Gerakan Rifa’iyah Di Kalisalak, Ahmad Rifa’i melahirkan sebuah gerakan yang dinisbahkan kepada namanya sendiri yaitu Gerakan Rifa’iyah yang juga dikenal dengan nama-nama lain seperti “Kelompok Ubudiyah” atau disebut juga “Kelompok Budian”, “Kelompok Ngelmu Kalisalak” dan “Santri Tarajumah”. Gerakan ini dimulai sejak ia mengembangkan dakwahnya di Kalisalak pada tahun 1850.
Mengenai metode pengajarannya, ia menggunakan ajaran yang bersifat puritan dan ia ingin menyempurnakan ajaran Al-Qur’an, yang menurutnya sering diajarkan dengan banyak kesalahan dan kekurangan. Menurut Ahmad Rifa’i ilmu keislaman secara garis besar dapat dibagi menjadi tiga bagian, yaitu ilmu usuluddin (teologi), ilmu fiqih (hukum), dan tasawuf (mistik).
Sampai sekarang gerakan ini masih dapat dijumpai, terutama di Kaliwungu, Cirebon, Kedu, Kendal, Wonosobo, Pekalongan, Batang, dan Semarang. Namun gerakan ini tidak lagi anti pemerintah. Ketertutupan yang dulu dilakukan kepada pemerintah kolonial Belanda sekarang pun sudah berubah.
Karena jasa-jasanya terhadap bangsa dan negara, KH. Ahmad Rifai diakui sebagai Pahlawan Nasional dengan Surat Keputusan Presiden Republik Indonesia No. 089/TK/Tahun 2004, Tanggal 5 Nopember 2004.
Baru-baru ini, tim dari Desa Kalisalak berkunjung ke Kerajaan Sumedang Larang. Di sana mereka menemukan bahwa masjid di Desa Kalisalak berdiri sekitar tahun 1.610 Masehi, pada zaman Kiai Kidam Muhammad.
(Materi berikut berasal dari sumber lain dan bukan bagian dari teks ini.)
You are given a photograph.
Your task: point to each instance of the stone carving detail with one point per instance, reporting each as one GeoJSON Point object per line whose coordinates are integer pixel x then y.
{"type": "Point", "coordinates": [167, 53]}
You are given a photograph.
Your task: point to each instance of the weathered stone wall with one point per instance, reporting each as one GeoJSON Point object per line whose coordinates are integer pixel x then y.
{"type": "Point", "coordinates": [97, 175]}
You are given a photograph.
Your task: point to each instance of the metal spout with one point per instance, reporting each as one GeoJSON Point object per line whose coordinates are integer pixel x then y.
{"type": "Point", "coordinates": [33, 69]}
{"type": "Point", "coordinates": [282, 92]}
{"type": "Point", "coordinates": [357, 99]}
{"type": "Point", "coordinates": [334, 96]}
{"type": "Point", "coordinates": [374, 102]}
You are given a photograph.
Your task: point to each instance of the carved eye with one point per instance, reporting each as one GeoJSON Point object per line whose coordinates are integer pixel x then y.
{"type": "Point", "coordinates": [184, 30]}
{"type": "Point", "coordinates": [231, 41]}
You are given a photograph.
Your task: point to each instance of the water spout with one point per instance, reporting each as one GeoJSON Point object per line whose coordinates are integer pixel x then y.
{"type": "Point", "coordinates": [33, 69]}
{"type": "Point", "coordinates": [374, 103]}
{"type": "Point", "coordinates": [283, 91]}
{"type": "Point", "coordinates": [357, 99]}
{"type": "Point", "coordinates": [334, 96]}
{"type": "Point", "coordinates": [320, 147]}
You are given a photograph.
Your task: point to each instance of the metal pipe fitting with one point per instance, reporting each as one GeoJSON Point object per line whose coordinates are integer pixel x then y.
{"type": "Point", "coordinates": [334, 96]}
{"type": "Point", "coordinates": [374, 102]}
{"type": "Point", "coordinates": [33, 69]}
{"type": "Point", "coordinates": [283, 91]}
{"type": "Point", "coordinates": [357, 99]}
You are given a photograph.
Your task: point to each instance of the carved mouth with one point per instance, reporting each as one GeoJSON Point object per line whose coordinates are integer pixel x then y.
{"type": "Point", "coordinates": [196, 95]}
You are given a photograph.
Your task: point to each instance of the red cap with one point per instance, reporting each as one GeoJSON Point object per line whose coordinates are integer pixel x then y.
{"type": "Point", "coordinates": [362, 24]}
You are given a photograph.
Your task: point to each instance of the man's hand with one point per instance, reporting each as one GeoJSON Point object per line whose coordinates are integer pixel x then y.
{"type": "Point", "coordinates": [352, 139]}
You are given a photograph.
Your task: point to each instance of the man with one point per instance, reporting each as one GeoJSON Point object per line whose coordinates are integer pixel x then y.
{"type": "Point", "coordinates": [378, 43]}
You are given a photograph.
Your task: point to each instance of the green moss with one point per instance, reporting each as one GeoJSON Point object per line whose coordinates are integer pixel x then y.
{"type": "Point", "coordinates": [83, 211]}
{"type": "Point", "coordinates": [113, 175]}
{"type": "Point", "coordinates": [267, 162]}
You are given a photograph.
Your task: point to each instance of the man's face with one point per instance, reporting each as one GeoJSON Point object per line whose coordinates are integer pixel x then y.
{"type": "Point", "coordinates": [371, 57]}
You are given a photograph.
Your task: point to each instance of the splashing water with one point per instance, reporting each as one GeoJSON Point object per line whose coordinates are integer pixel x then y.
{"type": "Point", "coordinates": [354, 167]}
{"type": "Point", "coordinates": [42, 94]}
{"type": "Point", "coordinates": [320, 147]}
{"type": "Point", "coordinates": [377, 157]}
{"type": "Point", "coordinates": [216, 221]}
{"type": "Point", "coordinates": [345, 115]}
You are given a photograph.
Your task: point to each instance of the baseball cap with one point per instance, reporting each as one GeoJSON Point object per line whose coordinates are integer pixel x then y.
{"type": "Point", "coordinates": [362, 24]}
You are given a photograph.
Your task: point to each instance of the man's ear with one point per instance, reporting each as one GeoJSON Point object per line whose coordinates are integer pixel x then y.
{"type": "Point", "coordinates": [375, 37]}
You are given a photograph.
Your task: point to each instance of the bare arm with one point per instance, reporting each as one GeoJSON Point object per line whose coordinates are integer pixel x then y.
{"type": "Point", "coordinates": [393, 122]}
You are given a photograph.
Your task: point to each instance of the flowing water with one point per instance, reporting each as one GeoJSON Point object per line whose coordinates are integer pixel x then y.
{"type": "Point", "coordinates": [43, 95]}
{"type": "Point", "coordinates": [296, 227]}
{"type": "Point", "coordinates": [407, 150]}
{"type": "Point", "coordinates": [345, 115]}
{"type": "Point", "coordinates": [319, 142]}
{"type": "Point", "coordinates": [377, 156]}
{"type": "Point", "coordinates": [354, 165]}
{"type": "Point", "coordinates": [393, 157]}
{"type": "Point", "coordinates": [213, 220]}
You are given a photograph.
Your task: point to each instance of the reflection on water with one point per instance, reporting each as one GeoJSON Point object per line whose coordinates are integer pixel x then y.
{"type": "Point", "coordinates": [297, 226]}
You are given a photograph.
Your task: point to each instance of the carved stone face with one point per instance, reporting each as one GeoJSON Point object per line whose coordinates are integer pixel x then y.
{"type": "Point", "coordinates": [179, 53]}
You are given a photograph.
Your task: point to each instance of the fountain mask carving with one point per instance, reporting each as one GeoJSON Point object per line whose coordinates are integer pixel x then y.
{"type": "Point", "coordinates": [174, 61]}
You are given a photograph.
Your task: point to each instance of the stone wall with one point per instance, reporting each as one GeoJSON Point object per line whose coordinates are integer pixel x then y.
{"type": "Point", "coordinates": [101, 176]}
Hal tersebut diketahui karena kubah masjid Kalisalak yang terbuat dari tanah liat sama seperti di Kerajaan Sumedang Larang.
Beberapa tokoh yang hadir dalam haul akbar ini adalah KH Mustafa Aqil Siradj, KH Ahmad Muwafiq dan Gus Fuads Ghinan dari Sumedang bergantian mengisi tauziyah di depan ribuan hadirin yang datang dari berbagai daerah.
Habib Lutfi yang hadir di puncak acara, meresmikan bangunan makam Kiai Kidam Muhammad yang telah direhabilitasi.
Salah seorang tokoh masyarakat Kalisalak Kiai Rofi’i menceritakan pada saat perang Jawa meletus tahun 1825 Habib Umar bin Yahya ditugaskan oleh Diponegoro untuk menjadi telik sandi atau intelijen yang mengawasi gerak pasukan Belanda.
Tetapi tugas ini bocor dan membuat pasukan Belanda menyerbu daerah sekitar Kalisalak.
“Kediaman Habib Umar dibombardir tank dan mortir serta dikepung ratusan tentara Belanda. Habib Umarpun gugur dan rumah beliau dijadikan makam,” katanya.
Kisah heroik Habib Umar diperoleh dari penelitian orang Jepang bernama Yumi Sugahara yang sedang membuat tesis S-3 untuk meraih gelar doktor.
“Sebelumnya hanya menjadi cerita rakyat turun temurun. Tapi setelah Yumi Sugahara datang dan membawa literasi dari Den Haag Belanda tahun 2006 akhirnya ketemu alur ceritanya. Catatan lengkap tentang pejuang di Kalisalak ada di Den Haag,” tandasnya.